PARIS (Reuters) - French bank Societe Generale (PA:SOGN) nominated former ECB central banker Lorenzo Bini Smaghi as its chairman on Monday, splitting the role off from the Chief Executive Officer's job.
Frederic Oudea will retain the position of CEO, while Bini Smaghi will become chairman at the bank's annual shareholders' meeting on May 19, Societe Generale said in a statement.
The only big French bank not to have split the two roles until now, Societe Generale was expected to make the separation in line with recent corporate governance recommendations from employers associations AFEP and Medef.
"This change in corporate governance, prepared in 2014, meets the requirements applicable to banks in Europe," the bank said.
"Taking place just after the group successfully joined the European Banking Union, and in an increasingly demanding economic, competitive and regulatory environment, it will allow Societe Generale to continue implementing its strategy and its transformation."
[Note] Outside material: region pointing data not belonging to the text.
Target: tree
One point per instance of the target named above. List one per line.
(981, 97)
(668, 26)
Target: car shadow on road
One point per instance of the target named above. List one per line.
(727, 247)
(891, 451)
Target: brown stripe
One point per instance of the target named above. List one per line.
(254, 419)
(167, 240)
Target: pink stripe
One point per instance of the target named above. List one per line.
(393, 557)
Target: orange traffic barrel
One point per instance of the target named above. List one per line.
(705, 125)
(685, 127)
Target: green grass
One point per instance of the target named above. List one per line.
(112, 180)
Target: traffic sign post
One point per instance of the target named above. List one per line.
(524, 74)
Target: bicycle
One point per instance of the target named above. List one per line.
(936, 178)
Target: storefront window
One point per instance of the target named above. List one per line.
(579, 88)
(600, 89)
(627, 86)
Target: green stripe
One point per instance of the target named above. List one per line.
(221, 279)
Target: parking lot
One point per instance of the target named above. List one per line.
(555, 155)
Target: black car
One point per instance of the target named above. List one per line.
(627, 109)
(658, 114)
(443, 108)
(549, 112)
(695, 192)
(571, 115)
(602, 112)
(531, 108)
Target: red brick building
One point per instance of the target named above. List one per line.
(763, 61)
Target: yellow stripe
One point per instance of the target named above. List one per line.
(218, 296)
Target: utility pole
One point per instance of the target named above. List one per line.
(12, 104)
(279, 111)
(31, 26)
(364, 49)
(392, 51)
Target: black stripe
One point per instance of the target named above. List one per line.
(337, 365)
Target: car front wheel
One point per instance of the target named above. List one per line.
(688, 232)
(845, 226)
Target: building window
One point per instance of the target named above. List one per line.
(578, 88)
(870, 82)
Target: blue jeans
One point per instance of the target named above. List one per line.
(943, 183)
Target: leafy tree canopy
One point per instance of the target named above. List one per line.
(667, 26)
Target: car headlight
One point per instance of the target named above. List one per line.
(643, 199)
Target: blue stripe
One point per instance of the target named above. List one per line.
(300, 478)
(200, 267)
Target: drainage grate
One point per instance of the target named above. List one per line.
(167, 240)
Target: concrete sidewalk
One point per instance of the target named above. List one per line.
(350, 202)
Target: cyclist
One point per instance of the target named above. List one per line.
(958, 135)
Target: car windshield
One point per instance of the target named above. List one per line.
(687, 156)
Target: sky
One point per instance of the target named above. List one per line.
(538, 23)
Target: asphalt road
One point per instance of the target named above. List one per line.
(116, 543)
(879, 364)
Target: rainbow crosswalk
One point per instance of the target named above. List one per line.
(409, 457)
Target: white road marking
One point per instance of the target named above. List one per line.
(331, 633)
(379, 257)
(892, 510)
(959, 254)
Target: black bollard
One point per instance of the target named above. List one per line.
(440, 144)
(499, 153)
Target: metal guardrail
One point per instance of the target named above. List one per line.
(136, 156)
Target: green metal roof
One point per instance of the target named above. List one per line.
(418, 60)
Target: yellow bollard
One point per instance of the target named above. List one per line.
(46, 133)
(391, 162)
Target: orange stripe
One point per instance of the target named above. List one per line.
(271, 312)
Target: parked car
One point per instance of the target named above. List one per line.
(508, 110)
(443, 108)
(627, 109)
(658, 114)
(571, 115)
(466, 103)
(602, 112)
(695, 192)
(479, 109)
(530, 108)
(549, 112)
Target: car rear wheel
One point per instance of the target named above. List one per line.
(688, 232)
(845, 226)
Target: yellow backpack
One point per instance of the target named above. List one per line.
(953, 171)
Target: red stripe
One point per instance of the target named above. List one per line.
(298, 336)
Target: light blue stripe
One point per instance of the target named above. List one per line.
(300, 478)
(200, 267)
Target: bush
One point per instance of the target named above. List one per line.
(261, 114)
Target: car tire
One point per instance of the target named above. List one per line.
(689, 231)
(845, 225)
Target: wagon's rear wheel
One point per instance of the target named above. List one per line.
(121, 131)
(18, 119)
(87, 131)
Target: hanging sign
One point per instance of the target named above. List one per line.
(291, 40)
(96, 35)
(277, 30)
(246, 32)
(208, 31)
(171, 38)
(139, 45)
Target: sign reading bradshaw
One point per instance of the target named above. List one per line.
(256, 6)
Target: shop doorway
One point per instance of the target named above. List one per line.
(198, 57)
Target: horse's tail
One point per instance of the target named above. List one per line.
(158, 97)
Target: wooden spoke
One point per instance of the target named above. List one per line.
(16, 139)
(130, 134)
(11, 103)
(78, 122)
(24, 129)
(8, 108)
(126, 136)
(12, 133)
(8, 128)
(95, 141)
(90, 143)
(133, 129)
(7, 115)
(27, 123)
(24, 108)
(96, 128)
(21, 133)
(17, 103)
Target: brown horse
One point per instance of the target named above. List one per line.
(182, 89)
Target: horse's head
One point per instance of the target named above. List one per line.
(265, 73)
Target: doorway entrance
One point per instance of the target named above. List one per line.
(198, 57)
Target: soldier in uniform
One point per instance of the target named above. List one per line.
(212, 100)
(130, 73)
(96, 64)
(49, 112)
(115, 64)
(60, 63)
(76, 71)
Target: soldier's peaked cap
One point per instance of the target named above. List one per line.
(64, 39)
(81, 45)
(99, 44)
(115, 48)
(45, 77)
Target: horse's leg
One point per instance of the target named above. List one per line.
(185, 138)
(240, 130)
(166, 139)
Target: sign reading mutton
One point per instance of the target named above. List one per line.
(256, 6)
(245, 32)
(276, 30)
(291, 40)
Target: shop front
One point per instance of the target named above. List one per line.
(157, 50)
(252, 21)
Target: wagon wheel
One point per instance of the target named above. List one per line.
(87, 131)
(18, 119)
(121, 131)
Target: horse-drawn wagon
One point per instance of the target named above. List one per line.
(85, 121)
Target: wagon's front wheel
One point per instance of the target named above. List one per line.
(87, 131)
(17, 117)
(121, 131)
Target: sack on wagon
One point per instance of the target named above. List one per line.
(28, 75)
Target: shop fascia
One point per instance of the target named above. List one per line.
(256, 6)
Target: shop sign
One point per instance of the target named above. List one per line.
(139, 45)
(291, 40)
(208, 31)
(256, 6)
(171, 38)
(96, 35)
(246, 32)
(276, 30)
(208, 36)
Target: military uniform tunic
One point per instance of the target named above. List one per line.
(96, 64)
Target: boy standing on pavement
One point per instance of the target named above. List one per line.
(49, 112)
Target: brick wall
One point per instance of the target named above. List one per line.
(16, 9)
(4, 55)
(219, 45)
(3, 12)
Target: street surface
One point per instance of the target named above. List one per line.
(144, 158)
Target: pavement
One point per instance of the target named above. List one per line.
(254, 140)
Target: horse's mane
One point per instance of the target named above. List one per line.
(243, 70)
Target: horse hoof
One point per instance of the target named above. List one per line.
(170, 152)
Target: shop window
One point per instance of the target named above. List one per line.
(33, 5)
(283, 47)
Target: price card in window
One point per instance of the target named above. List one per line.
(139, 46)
An Italian with a doctorate from the prestigious economics department of the University of Chicago, Bini Smaghi was an executive board member of the European Central bank from June 2005 to December 2011.
He left the central bank well before it became the single supervisor of euro zone banks in November and he has since called for more ECB monetary easing and been critical of budget austerity.
Societe Generale said that GDF Suez Chief Executive Gerard Mestrallet and SNCF executive Barbara Dalibard would also join the bank's board.
Mestrallet heads the Europlace lobby that promotes Paris as a financial centre.